O aeroporto de Hong Kong é um dos mais movimentados do mundo: no ano passado passaram por lá 74,7 milhões de passageiros, aponta a CNN, uma média de 205 mil por dia. Depois de segunda-feira terem sido cancelados centenas de voos, na terça durante um breve período foram retomados alguns voos, antes de se anunciar que os check-ins tinham sido de novo cancelados.

Os protestos foram provocados por uma tentativa do Governo de Hong Kong de fazer aprovar uma lei que possibilitaria a extradição de pessoas para a China continental, onde o sistema judicial oferece menos garantias. Muitos viram aqui uma tentativa de Pequim para facilitar o castigo de opositores e começaram enormes manifestações contra a lei.

Essa proposta foi suspensa, mas os manifestantes querem mais: querem que a lei seja definitivamente posta de lado e querem ainda uma investigação à actuação da polícia nos protestos, que acusam de brutalidade, e a demissão da governadora, Carrie Lam, e que a próxima pessoa a ocupar o cargo seja eleita por sufrágio directo e universal.

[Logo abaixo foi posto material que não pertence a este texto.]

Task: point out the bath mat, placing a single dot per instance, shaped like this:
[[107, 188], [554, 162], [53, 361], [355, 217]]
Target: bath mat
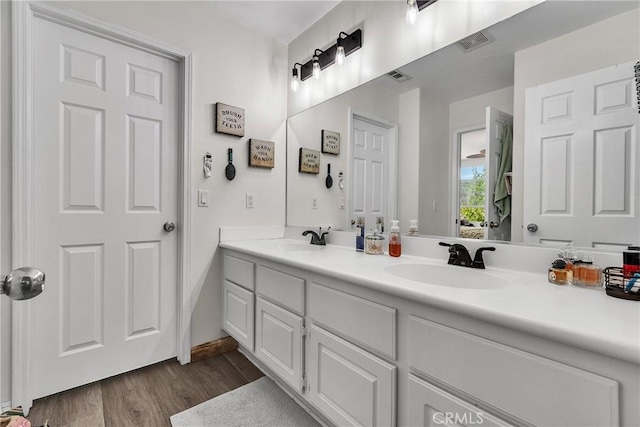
[[260, 403]]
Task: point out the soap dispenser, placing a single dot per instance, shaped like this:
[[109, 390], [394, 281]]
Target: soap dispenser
[[395, 246]]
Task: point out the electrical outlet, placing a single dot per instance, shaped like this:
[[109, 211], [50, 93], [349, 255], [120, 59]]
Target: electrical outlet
[[203, 198], [251, 201]]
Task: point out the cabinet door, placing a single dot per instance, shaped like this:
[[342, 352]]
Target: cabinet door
[[279, 341], [238, 313], [349, 385], [430, 406]]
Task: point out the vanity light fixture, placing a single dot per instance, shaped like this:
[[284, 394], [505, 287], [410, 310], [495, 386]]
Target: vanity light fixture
[[295, 80], [317, 71], [324, 58], [415, 6]]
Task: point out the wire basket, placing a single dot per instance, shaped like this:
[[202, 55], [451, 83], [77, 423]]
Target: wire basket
[[618, 285]]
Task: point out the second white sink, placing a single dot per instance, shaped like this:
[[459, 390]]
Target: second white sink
[[449, 276]]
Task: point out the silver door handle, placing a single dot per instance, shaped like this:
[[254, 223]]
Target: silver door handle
[[23, 283]]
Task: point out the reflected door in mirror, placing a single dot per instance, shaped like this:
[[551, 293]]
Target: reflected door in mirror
[[369, 172], [581, 160]]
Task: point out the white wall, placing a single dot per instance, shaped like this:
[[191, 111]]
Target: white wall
[[408, 158], [610, 42], [5, 186], [473, 111], [234, 65], [434, 166], [304, 130], [388, 42]]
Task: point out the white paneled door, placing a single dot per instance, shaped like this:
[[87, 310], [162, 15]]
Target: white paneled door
[[370, 161], [106, 176], [582, 159]]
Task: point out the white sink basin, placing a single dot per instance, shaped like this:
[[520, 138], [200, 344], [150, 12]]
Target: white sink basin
[[449, 276]]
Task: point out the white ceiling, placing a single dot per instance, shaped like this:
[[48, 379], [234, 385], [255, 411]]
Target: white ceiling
[[282, 20]]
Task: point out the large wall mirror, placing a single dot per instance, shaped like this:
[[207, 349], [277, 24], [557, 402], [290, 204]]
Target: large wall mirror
[[527, 131]]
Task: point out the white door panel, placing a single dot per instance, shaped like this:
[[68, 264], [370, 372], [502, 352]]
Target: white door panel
[[581, 160], [105, 161], [370, 166]]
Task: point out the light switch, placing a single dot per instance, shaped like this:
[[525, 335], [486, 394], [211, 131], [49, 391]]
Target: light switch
[[203, 198], [251, 201]]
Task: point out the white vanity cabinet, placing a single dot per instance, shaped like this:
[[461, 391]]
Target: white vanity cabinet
[[238, 300], [279, 323], [360, 356], [348, 382]]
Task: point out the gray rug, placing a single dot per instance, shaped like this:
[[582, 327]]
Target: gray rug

Carrie Lam fez esta terça-feira um apelo, e a dada altura parecia mesmo à beira das lágrimas: “Parem durante um minuto para pensar, olhem para a nossa cidade, a nossa casa, querem realmente vê-la empurrada para o abismo?”

Lam voltou a não reconhecer qualquer reivindicação dos manifestantes, dizendo que as suas actividades são “ilegais”. “A violência, seja a sua utilização ou apoio, vai levar Hong Kong a um ponto sem retorno, vai levar a sociedade a uma situação muito preocupante e perigosa”, disse, citada pela Reuters.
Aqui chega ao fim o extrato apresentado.